Few-shot point cloud segmentation aims to accurately decompose 3D point clouds into different semantic classes with few samples, and is crucial for subsequent tasks, such as analysis, modeling and editing. Despite the popularity of prototype-based approaches, prototypes often fail to adequately capture class-specific information. Therefore, for each class, a few points may exhibit significant differences from their prototype. And the lack of sufficient distinction between foreground and background prototypes presents a great challenge for precise segmentation. To address these issues, we propose a prototype optimization module to mitigate the interference among support prototypes, thereby generating prototypes of superior quality. These refined prototypes are capable of capturing the key characteristics of the data, which can prominently improve the generalization capability of our model. Then, we devise a self-training strategy that leverages pseudo query prototypes generated from high-confidence predicted labels. These prototypes are applied to query features to produce pseudo query labels and formulate a reconstruction constraint during training. By harnessing the contextual information embedded within query features, this approach significantly elevates segmentation performance. Extensive results on two popular benchmark datasets validate the superiority of our model, especially in the challenging 1-shot settings.

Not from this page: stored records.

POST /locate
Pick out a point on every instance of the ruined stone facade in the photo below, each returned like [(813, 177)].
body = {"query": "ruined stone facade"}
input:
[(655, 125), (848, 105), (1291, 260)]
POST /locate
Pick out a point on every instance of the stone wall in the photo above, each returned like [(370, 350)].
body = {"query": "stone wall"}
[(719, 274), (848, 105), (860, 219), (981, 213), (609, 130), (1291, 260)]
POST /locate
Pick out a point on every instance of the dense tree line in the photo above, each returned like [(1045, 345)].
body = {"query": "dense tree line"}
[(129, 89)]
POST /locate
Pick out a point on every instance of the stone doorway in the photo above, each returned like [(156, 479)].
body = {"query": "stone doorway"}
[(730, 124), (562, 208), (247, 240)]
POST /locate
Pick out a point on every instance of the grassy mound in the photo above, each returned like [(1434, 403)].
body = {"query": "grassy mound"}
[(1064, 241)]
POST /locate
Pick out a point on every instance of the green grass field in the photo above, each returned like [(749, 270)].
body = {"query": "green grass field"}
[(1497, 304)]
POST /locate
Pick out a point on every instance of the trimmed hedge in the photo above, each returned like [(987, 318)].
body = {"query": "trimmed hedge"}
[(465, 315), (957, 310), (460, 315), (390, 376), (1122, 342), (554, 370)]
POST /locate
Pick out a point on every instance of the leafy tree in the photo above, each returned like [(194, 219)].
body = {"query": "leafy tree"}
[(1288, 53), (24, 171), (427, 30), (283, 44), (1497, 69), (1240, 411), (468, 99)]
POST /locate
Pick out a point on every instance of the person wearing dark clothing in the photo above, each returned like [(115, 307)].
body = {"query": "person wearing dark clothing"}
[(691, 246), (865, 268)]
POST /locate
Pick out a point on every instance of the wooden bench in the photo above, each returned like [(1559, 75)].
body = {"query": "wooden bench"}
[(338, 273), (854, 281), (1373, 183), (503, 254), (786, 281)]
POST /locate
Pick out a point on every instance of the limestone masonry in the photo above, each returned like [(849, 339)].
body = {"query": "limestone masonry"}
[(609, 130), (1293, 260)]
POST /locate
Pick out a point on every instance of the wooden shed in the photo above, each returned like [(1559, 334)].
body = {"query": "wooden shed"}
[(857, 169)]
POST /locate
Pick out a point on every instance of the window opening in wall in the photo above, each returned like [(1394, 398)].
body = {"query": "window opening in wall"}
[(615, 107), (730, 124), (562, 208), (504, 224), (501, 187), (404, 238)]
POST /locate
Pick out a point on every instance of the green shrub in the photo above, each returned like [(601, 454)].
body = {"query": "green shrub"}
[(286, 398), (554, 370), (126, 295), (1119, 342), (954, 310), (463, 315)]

Under the classic experimental setup, our method surpasses existing state-of-the-arts by 2.64% in 2-way 1-shot setting on the S3DIS dataset. On the ScanNet dataset, the improvements are 7.58% in 2-way 1-shot setting and 6.44% in 3-way 1-shot setting, respectively.
少镜头三维点云语义分割的原型优化与自训练
少镜头点云分割旨在用较少的样本将三维点云准确分解为不同的语义类,对后续的分析、建模和编辑等任务至关重要。尽管基于原型的方法很流行,但原型常常不能充分捕获特定于类的信息。因此,对于每个类,可能会有一些点与其原型有显著差异。前景和背景原型之间缺乏足够的区分,这给精确分割带来了很大的挑战。为了解决这些问题,我们提出了一个原型优化模块,以减轻支持原型之间的干扰,从而产生高质量的原型。这些精细化的原型能够捕获数据的关键特征,这可以显著提高我们模型的泛化能力。然后,我们设计了一种自我训练策略,利用高置信度预测标签生成的伪查询原型。将这些原型应用于查询特征,生成伪查询标签,并在训练过程中形成重构约束。通过利用嵌入在查询特征中的上下文信息,这种方法显著提高了分割性能。在两个流行的基准数据集上的广泛结果验证了我们模型的优越性,特别是在具有挑战性的1次射击设置中。在经典的实验设置下,我们的方法在S3DIS数据集上的2-way 1-shot设置比现有的最先进的方法高出2.64%。在ScanNet数据集上,2-way 1-shot设置的改进率为7.58%,3-way 1-shot设置的改进率为6.44%。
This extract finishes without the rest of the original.